Margins expand on a favorable revenue mix
Gross profit came in at EGP272 million in 1Q22, showing a healthy increase of 29.4% YoY, but declining by 12.3% QoQ; implying a GPM of 48.7% in 1Q22 (+3.3pps YoY, +1.9pps QoQ). Annual gross profit performance came on the back of a favorable revenue mix with growing variable transactions and cloud hosting revenues, where the quarterly decline came on the back of lower sequential revenues on a strong base effect of recognizing EGP130 million of railway project revenues. However, the quarterly GPM expansion is attributed to the fact that the EGP130 mn of railway revenues had a relatively lower than average margin. Going forward, given the shift towards a higher margin revenue mix and excluding any one-offs, GPM is expected to expand further.
EBITDA came in at EGP218.8 million in 1Q22, growing by 17.4% and implying a margin of 39.1% (-1.1pps YoY). EBITDA performance came on the back of an increase in SG&A of 79.9% YoY to stand at EGP73 million (13% of sales, +4.3pps YoY), driven by the expansion of headcount.
Solid bottom line on income from investments and finance income; despite a surge in the effective tax rate
During 1Q22, net profit came in at EGP200.3 million in 1Q22 (+40.0% YoY, +43.7% QoQ), implying a margin of 35.8% (+4.9pps YoY, +14.8pps QoQ). Bottom-line performance is attributed to:
solid revenue growth and healthy operational performance,
a spike in net finance income of 501% YoY and 120% QoQ, recording EGP75 million, compared to EGP12 million in 1Q21, and EGP34 million in 4Q21,
income from investments of EGP38 million in 1Q22, compared to EGP2.9 million in 1Q21, and EGP0.9 million in 4Q21,
a surge in the effective tax rate to stand at 34.2% in 1Q22 (compared to 22.3% in 1Q21 and 39.4% in 4Q21), on the back of taxes paid on dividends distributed by EFIH subsidiaries and taxes paid on intercompany transactions.

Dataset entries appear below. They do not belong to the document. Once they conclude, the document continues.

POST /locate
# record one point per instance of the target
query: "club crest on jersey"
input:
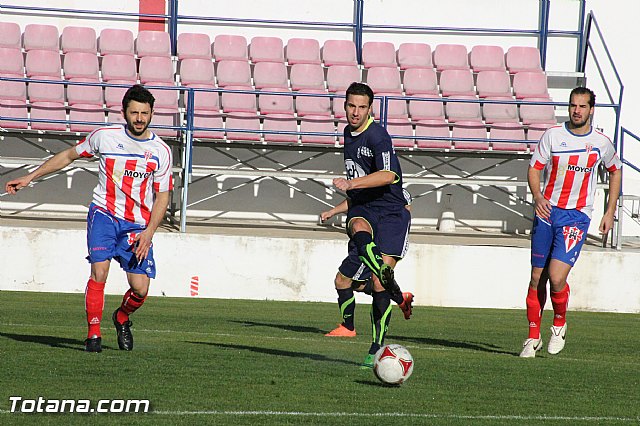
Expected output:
(572, 236)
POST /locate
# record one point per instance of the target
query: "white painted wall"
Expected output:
(302, 269)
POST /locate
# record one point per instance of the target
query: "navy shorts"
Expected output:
(111, 238)
(390, 233)
(561, 237)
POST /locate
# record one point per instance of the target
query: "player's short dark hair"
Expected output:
(584, 91)
(360, 89)
(137, 93)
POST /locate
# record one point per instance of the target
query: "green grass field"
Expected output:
(267, 363)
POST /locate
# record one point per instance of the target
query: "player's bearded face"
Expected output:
(138, 117)
(579, 110)
(358, 109)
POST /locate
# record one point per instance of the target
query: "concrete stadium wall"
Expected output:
(302, 269)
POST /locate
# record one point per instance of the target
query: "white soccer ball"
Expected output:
(393, 364)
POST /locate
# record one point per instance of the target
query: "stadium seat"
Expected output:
(156, 68)
(79, 39)
(205, 101)
(426, 110)
(165, 117)
(544, 114)
(13, 109)
(313, 105)
(11, 62)
(456, 82)
(487, 58)
(400, 127)
(87, 113)
(493, 83)
(339, 77)
(266, 49)
(153, 43)
(302, 51)
(164, 98)
(119, 67)
(414, 55)
(43, 63)
(450, 56)
(275, 104)
(536, 130)
(420, 81)
(81, 65)
(48, 111)
(242, 121)
(280, 122)
(204, 119)
(512, 131)
(463, 111)
(379, 54)
(41, 37)
(233, 73)
(10, 35)
(339, 52)
(530, 85)
(239, 102)
(194, 46)
(433, 128)
(396, 108)
(196, 71)
(384, 79)
(470, 129)
(313, 123)
(496, 113)
(270, 74)
(115, 42)
(521, 58)
(13, 96)
(230, 48)
(307, 77)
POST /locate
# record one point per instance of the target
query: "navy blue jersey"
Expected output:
(366, 153)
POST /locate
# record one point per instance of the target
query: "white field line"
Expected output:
(592, 419)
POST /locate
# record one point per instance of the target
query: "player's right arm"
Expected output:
(53, 164)
(343, 207)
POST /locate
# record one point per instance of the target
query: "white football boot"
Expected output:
(558, 335)
(530, 347)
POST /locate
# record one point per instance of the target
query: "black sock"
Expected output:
(368, 252)
(380, 317)
(347, 304)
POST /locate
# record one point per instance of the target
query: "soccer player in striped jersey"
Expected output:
(570, 154)
(129, 203)
(378, 220)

Sustainable flow of digital projects fuels a positive outlook
e-finance has successfully managed to provide leading digital payment solutions across the nation by establishing and developing a digital financial network that forms the backbone of the Egyptian government’s digital transformation strategy. The company provides a wide range of digital transformation solutions, including e-payment infrastructure, cards center services, cloud services, contact center services, and operational support services. Moreover, we believe that e-finance is a key beneficiary of government support for digital transformation along with other digital transformation projects in the transportation, healthcare, and tourism sectors that will drive growth going forward. The company enjoys a very solid pipeline going forward and the company is still in phase 1 in many projects, which would be reflected in next year’s business plan.

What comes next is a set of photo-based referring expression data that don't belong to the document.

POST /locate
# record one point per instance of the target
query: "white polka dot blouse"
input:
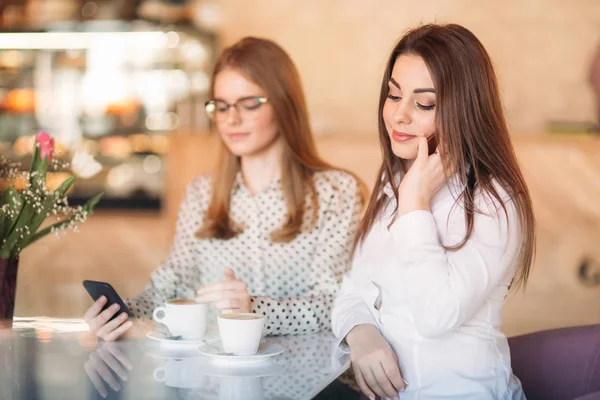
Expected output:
(293, 284)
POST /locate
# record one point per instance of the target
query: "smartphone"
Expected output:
(97, 289)
(432, 143)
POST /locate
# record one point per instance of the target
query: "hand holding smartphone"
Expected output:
(98, 289)
(108, 317)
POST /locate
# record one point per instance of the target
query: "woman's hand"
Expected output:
(229, 295)
(99, 323)
(103, 364)
(422, 181)
(374, 363)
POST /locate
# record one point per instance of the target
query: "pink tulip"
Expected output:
(46, 143)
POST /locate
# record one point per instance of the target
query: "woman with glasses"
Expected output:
(270, 231)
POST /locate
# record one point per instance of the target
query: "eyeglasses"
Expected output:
(218, 109)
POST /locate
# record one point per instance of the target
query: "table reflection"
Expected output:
(44, 359)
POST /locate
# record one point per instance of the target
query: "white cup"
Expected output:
(183, 317)
(182, 373)
(241, 332)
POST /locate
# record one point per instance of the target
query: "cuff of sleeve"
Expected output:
(347, 327)
(414, 229)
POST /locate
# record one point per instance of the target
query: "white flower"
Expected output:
(84, 165)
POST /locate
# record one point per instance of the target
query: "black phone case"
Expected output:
(97, 289)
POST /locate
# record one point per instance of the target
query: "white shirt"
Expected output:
(439, 310)
(293, 284)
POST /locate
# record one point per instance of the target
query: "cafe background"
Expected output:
(127, 80)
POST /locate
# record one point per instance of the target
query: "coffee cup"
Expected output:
(183, 317)
(241, 332)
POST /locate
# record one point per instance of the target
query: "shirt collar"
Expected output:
(239, 184)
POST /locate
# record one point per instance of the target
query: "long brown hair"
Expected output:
(471, 125)
(266, 64)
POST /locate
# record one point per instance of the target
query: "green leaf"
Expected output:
(12, 199)
(10, 246)
(37, 172)
(88, 208)
(38, 218)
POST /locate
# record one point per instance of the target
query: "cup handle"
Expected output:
(156, 317)
(158, 372)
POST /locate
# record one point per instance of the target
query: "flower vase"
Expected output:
(8, 286)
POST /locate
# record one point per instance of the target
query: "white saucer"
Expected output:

EFIH has previously announced that the company is close to signing a contract within the transportation sector, through digitizing the payments of another transportation method (other than the railway). The company announced before digitizing the biggest 4 railway stations in 2021. The company had expedited plans for the rollout of the tourism project, by digitizing the remaining 31 touristic attractions that they’ve previously contracted. So far, EFIH digitized around 10-11 sites.
On the regional expansion front, EFIH plans to further expand in neighborhood countries in Africa, after the agreement signed with TGI to deploy PoS machines, and issue and manage cards for 10 years.
BoD has previously proposed distributing a DPS of EGP0.10/share (EGP177.7 million, DY of 0.6%, payout of 34.2%).